Als men spreekt over de hiërarchie van de rechtsnormen, bespreekt men de afdwingbaarheid van wetten, met andere woorden, welke wet heeft meer te zeggen. Zo zijn er de internationale rechtsnormen, zoals het UVRM en EVRM, en de nationale rechtsnormen. De nationale rechtsnormen zijn onderverdeeld in de wetgevende normen, hetgeen dwingende regels zijn die de staat oplegt zoals wetten, decreten en ordonnanties, uitvoerende normen die de wetten verduidelijken en ze toepasbaar maken, zoals een KB of een MB, en provinciale en gemeentelijke verordeningen en besluiten.
Als men spreekt over doorwerking, refereert men naar de rechtsgevolgen van internationaal recht in de nationale rechtspraktijken van een lidstaat. Dit kan zowel rechtstreeks, door wijze zo dat ze direct van toepassing is, of onrechtstreeks. Bij de onrechtstreekse werking worden de wetten omgegoten in nationale wetgeving.
De kracht van de norm is afhankelijk van wie het uitspreekt, en enkel hogere wetten kunnen lagere veranderen. Om dit te verduidelijken met een voorbeeld nemen we dat een stad beslist dat iemand niet op een bank mag gaan zitten tussen bepaalde uren, maar dit in strijd is met de Grondwet, dus als men dit zou proberen te handhaven zou de Grondwet de sanctie opheffen.
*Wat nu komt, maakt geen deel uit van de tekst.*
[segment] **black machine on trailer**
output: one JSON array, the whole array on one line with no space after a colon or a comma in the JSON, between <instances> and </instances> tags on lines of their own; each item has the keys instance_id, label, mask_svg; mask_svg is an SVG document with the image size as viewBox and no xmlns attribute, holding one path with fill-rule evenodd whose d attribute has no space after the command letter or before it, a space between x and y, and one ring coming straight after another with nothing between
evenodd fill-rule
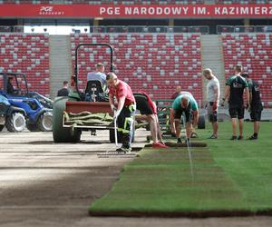
<instances>
[{"instance_id":1,"label":"black machine on trailer","mask_svg":"<svg viewBox=\"0 0 272 227\"><path fill-rule=\"evenodd\" d=\"M110 72L113 72L113 47L109 44L80 44L75 49L74 76L73 82L75 91L68 97L57 97L53 104L53 137L55 143L76 143L81 140L83 131L109 130L111 143L115 142L114 125L89 125L67 123L63 114L88 112L90 114L109 114L112 115L109 102L100 101L102 91L97 81L89 81L84 93L80 92L78 86L78 52L82 46L106 46L110 49ZM67 114L66 114L67 115ZM118 138L120 141L121 138Z\"/></svg>"}]
</instances>

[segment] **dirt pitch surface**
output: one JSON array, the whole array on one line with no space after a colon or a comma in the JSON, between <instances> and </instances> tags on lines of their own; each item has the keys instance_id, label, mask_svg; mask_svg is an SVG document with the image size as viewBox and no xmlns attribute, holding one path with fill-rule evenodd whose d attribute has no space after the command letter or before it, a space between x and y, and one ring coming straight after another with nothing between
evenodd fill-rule
<instances>
[{"instance_id":1,"label":"dirt pitch surface","mask_svg":"<svg viewBox=\"0 0 272 227\"><path fill-rule=\"evenodd\" d=\"M88 206L107 192L131 158L98 158L114 150L106 131L80 143L53 143L50 133L0 133L0 226L271 226L272 217L99 218ZM144 145L137 131L134 147Z\"/></svg>"}]
</instances>

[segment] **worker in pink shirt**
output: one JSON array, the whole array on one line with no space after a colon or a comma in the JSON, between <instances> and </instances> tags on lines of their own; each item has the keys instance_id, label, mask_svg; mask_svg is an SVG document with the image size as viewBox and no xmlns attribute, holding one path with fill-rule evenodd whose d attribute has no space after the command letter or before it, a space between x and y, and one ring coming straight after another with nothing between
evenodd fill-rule
<instances>
[{"instance_id":1,"label":"worker in pink shirt","mask_svg":"<svg viewBox=\"0 0 272 227\"><path fill-rule=\"evenodd\" d=\"M111 108L114 112L113 118L117 119L118 133L121 138L121 151L130 153L133 136L133 116L136 112L135 98L129 84L118 79L114 73L109 73L106 80L110 89Z\"/></svg>"}]
</instances>

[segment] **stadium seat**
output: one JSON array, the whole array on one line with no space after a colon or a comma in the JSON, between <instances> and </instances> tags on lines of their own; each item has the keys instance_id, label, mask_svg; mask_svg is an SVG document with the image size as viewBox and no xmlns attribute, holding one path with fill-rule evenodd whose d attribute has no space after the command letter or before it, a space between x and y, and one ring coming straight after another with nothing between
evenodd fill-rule
<instances>
[{"instance_id":1,"label":"stadium seat","mask_svg":"<svg viewBox=\"0 0 272 227\"><path fill-rule=\"evenodd\" d=\"M266 86L272 85L270 66L272 46L264 44L270 43L272 35L222 34L221 37L226 77L228 78L231 75L235 64L241 64L244 71L259 83L262 100L267 104L271 100L271 90L267 89ZM237 44L239 48L237 48Z\"/></svg>"}]
</instances>

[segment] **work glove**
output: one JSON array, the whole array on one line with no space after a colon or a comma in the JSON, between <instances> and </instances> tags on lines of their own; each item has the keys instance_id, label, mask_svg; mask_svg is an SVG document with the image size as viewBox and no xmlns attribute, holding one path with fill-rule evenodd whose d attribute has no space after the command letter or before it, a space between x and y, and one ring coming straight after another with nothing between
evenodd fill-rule
<instances>
[{"instance_id":1,"label":"work glove","mask_svg":"<svg viewBox=\"0 0 272 227\"><path fill-rule=\"evenodd\" d=\"M246 104L246 109L250 113L250 104Z\"/></svg>"},{"instance_id":2,"label":"work glove","mask_svg":"<svg viewBox=\"0 0 272 227\"><path fill-rule=\"evenodd\" d=\"M117 110L114 104L111 104L111 109L112 112L115 112Z\"/></svg>"}]
</instances>

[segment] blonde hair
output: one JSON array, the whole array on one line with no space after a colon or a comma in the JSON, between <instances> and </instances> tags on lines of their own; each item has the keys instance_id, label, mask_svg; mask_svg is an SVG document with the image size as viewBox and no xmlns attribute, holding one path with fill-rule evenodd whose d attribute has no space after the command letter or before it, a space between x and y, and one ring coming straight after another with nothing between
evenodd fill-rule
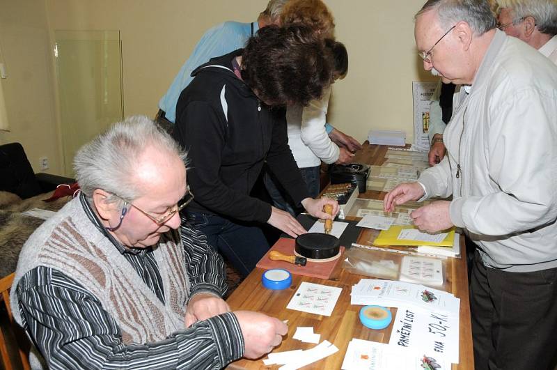
<instances>
[{"instance_id":1,"label":"blonde hair","mask_svg":"<svg viewBox=\"0 0 557 370\"><path fill-rule=\"evenodd\" d=\"M283 8L281 24L301 23L319 32L323 38L333 38L333 14L321 0L290 0Z\"/></svg>"}]
</instances>

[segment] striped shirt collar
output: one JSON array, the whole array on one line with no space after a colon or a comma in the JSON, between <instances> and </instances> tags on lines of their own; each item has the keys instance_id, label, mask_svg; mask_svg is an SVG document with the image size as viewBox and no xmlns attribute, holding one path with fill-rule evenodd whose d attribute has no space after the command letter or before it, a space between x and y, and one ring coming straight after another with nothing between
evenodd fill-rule
<instances>
[{"instance_id":1,"label":"striped shirt collar","mask_svg":"<svg viewBox=\"0 0 557 370\"><path fill-rule=\"evenodd\" d=\"M122 243L118 241L112 234L109 233L108 230L107 230L107 229L104 227L104 225L101 223L100 220L97 217L97 215L95 215L95 212L93 210L93 208L91 207L91 204L89 204L89 201L87 200L86 196L85 196L85 194L83 194L83 192L79 192L79 201L81 203L81 206L83 207L85 214L87 215L87 217L88 217L89 220L93 223L93 225L95 225L95 227L96 227L99 231L102 233L102 235L106 236L109 240L110 240L111 242L114 245L114 247L116 247L120 254L123 254L125 253L131 253L132 254L138 254L142 252L145 253L147 249L150 249L150 247L140 249L127 248L124 247L122 245Z\"/></svg>"}]
</instances>

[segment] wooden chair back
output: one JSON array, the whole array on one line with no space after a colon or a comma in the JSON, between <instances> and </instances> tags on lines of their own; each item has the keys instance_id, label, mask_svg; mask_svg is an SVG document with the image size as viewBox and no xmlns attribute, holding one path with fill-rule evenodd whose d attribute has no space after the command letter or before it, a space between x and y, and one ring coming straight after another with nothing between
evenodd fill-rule
<instances>
[{"instance_id":1,"label":"wooden chair back","mask_svg":"<svg viewBox=\"0 0 557 370\"><path fill-rule=\"evenodd\" d=\"M6 313L7 316L6 318L2 318L3 324L0 327L0 354L1 354L2 364L6 370L19 369L21 367L24 370L29 370L31 367L29 366L29 355L31 344L23 329L14 321L12 309L10 307L10 289L13 282L13 277L14 274L12 273L0 279L0 292L1 292L1 297L0 297L1 301L0 302L3 306L3 307L0 307L0 312L2 314ZM4 323L6 325L3 325ZM12 352L17 348L21 361L20 365L13 361L14 360L17 360L17 356L10 355L14 355L10 353L9 349L10 348ZM14 357L15 358L14 359Z\"/></svg>"}]
</instances>

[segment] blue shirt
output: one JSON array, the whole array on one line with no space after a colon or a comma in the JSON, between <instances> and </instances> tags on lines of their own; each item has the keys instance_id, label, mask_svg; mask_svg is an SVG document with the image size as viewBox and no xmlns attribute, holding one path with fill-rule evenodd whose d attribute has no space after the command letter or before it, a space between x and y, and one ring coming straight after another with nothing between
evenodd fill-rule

De materiële rechtsbronnen handelen over de inhoud van een rechtsregel. Dit houdt in dat strafrecht mee gevormd wordt naar aanleiding van historische feiten, een bepaald filosofisch gedachtegoed, en dat dit kan gewijzigd worden door bepaalde gebeurtenissen. Zo is er het voorbeeld van een vagebond waarbij men vroeger een bepaalde som geld op zak moest hebben of dat zij veroordeeld konden worden voor landloperij. Door de intrede van veelal elektronische transacties en een verdwijnen van cash geld, werd dit steeds moeilijker hanteerbaar en wordt deze regeling niet meer toegepast.
De formele rechtsbronnen is de wijze waarop het recht wordt gevormd. Hierbij horen de elementen die samen het recht uitmaken en waarop de rechtsonderhorigen kunnen steunen om rechten te laten gelden, zoals bijvoorbeeld de Salduz-wetgeving.
Het strafrecht heeft als doel het ordenen van leven in een gemeenschap. Het gaat uit van de veronderstelling dat er een bestaan is van een aantal dwingende regels, en de wetgever bepaalde waarden wil beschermen en handhaven. Deze worden afgedwongen door te dreigen met straffen. Hetgeen strafrecht beschermt varieert in tijd en ruimte. Een ander voorbeeld hiervan is bijvoorbeeld homoseksualiteit, dat vroeger strafbaar was.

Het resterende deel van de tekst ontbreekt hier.